Verdade seja dita, os próprios movimentos de resistência e contestação do período passaram a utilizar o termo como referência para denominar quaisquer forças contrassistêmicas. Foi o que levou Michel Foucault a rejeitá-lo, por considerar “ideologia” algo abstrato demais para definir a oposição ao poder.

 

Mais de meio século depois de McCarthy, a ideologia retornou como um novo fantasma que assombra não apenas a paranoia anticomunista, até agora não completamente sepultada mesmo com a derrocada da União Soviética, mas a rejeição às conquistas sociais de grupos minoritários não privilegiados pelo socialismo tradicional, como negros, mulheres, homo e transexuais. Nas aparências, o racismo e a pobreza, por exemplo, são um problema grave, o que não impede que a negação à política de cotas e a programas como o Bolsa Família tenha peso significativo numa sociedade fundamentalmente meritocrática.

 

Acontece mais ou menos o mesmo com a homofobia. Muito embora não se reconheça como homofóbico, o brasileiro busca na “ideologia” um recurso retórico que desnaturaliza práticas não-hétero para deslegitimá-las. Vem daí a velha prática argumentativa do sujeito que não é homofóbico, mas… Mas distribuir cartilhas sobre o tema na escola, não. Mas andar de mãos dadas na rua, não. Mas casamento, não. E por quê? Porque é “ideologia”. Porque é contra “a ordem natural das coisas”.

 

Sob essa máscara de uma ciência moral, a homofobia passa tranquilamente pelo espaço público sem ser notada e a artimanha da ideologização torna-se quase uma compulsão.

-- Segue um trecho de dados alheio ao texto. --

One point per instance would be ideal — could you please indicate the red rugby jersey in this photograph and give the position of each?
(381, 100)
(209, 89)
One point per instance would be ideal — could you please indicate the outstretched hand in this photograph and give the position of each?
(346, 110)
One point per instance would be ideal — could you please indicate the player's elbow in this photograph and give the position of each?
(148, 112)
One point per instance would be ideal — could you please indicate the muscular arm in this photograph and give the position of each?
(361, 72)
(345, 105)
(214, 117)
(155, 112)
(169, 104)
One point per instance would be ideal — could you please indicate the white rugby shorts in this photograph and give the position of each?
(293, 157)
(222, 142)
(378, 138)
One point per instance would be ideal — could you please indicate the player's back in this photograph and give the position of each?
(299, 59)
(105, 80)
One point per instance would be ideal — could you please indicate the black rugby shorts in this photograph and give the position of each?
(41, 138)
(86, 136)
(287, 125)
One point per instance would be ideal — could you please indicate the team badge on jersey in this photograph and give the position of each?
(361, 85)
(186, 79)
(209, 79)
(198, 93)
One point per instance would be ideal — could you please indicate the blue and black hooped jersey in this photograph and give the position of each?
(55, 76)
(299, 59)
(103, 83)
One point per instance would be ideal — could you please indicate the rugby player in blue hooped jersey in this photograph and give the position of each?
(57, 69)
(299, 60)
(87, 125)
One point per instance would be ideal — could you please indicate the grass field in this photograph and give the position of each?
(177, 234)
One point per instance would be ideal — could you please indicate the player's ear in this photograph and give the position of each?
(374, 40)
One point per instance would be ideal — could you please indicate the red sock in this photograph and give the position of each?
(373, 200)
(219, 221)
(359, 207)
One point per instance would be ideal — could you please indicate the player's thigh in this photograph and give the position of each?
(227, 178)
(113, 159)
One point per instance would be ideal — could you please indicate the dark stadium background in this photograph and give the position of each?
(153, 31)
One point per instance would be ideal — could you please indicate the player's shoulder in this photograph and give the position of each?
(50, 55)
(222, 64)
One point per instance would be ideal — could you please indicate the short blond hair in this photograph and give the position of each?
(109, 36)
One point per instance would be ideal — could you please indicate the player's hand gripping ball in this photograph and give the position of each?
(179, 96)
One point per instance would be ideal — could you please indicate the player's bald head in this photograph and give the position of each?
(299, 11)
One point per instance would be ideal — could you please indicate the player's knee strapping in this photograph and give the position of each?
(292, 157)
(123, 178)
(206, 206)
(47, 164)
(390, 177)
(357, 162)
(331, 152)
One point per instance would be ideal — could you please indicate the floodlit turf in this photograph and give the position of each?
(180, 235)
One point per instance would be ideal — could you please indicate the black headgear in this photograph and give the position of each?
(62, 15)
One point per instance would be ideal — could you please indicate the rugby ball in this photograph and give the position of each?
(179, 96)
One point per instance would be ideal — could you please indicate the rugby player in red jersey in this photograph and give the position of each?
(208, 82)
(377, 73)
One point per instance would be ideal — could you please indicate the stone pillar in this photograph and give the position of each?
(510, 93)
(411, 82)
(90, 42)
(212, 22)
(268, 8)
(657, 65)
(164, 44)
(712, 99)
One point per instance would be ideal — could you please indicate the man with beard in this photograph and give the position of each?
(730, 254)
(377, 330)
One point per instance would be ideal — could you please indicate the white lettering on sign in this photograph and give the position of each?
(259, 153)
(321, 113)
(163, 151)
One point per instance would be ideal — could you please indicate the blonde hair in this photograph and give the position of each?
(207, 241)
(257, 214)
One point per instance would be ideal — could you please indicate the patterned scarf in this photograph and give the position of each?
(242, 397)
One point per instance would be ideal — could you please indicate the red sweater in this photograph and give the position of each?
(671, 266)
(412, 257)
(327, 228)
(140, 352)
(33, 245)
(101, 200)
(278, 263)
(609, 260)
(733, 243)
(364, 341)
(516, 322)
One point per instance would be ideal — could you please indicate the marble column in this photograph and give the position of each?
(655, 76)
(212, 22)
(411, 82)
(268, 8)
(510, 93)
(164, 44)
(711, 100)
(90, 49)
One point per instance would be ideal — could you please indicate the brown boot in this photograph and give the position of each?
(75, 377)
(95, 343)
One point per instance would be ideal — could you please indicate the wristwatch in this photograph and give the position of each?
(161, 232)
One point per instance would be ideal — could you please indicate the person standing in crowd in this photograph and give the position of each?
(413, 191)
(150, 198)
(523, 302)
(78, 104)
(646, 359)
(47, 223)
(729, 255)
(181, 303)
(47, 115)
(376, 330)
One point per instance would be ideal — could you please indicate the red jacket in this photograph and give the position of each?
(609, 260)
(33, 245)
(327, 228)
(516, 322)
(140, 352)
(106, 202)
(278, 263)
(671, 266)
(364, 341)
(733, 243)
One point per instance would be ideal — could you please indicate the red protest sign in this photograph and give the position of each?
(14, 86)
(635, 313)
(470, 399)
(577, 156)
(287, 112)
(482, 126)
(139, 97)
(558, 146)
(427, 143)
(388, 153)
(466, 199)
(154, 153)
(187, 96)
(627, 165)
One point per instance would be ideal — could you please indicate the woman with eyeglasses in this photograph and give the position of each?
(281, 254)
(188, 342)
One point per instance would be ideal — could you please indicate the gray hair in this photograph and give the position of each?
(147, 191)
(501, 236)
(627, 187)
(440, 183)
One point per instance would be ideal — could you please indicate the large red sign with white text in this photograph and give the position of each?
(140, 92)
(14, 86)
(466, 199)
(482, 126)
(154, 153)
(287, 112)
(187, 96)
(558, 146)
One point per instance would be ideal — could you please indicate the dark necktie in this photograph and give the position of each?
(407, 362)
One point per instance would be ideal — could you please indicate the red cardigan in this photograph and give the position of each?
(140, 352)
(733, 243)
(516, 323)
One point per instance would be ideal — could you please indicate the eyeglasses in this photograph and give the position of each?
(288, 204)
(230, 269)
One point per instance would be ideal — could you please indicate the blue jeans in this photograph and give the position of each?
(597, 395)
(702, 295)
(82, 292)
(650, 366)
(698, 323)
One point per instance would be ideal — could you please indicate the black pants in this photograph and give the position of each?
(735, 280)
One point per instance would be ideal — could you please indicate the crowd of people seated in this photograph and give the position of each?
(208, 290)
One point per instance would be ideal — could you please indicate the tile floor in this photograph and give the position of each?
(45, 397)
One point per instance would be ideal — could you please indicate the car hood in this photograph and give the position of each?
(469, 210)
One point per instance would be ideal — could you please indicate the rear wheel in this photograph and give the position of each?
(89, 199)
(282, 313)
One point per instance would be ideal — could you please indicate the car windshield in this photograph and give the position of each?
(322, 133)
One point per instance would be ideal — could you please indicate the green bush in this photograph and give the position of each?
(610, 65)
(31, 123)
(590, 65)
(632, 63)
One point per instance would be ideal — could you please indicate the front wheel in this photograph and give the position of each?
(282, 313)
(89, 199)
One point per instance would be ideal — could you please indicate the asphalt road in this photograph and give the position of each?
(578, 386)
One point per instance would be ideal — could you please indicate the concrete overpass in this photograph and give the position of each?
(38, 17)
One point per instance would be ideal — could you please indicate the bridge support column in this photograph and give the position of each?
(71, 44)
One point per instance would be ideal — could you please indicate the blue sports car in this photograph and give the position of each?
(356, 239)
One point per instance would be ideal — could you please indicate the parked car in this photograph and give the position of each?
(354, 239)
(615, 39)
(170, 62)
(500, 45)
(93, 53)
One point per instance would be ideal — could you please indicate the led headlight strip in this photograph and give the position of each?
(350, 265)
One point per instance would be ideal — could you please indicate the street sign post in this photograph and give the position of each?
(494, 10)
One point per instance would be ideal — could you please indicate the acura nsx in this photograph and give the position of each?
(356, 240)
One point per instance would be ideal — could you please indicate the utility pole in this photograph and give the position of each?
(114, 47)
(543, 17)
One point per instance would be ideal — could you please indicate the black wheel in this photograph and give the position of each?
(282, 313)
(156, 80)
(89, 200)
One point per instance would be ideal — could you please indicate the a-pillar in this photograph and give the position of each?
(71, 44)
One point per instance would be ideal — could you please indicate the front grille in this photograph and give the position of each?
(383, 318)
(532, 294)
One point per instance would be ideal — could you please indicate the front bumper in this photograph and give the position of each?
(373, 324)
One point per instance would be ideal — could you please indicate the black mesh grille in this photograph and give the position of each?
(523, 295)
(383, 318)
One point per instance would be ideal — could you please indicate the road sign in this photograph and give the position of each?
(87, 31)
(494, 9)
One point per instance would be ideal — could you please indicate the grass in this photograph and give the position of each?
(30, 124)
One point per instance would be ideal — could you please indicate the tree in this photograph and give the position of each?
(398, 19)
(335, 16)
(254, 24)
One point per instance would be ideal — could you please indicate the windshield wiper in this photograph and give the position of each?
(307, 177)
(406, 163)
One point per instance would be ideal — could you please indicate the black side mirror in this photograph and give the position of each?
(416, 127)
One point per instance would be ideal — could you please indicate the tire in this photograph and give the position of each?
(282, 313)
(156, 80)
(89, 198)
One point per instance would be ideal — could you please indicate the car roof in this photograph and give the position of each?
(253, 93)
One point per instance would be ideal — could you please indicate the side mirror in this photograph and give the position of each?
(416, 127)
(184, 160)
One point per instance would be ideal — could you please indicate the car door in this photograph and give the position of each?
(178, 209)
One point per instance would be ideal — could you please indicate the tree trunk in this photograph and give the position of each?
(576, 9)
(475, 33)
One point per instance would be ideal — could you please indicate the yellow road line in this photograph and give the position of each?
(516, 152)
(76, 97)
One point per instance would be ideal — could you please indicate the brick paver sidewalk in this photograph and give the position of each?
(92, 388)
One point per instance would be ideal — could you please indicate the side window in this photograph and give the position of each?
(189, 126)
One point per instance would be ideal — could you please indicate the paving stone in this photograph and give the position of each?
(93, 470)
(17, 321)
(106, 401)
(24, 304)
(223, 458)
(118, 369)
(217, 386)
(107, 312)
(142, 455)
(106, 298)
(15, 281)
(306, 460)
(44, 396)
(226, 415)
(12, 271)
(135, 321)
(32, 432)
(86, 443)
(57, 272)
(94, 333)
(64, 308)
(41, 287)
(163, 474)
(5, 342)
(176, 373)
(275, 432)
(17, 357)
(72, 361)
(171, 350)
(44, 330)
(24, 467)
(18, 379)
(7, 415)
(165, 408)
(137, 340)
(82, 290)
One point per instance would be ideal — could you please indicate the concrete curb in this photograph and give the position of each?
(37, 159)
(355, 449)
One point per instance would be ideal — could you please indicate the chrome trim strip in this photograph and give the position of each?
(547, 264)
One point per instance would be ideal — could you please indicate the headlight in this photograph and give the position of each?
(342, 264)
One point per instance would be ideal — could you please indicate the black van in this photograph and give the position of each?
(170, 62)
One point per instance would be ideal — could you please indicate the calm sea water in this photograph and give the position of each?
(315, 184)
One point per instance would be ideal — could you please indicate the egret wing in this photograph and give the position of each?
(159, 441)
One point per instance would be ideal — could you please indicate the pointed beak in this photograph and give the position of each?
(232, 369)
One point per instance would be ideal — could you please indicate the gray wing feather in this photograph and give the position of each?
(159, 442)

Cairiam de costas os indignados com a “ascensão da ideologia”, seja ela de gênero ou de raça, se soubessem que o seu discurso é, a rigor e por excelência, ideológico.

 

Por fim, nem De Tracy, Comte, Durkheim ou Marx. No neomacartismo do século XXI, a ideologia tornou-se apenas um delírio que esconde os mais íntimos preconceitos alimentados pela intolerância antiprogressista que já não cabe mais no recalque.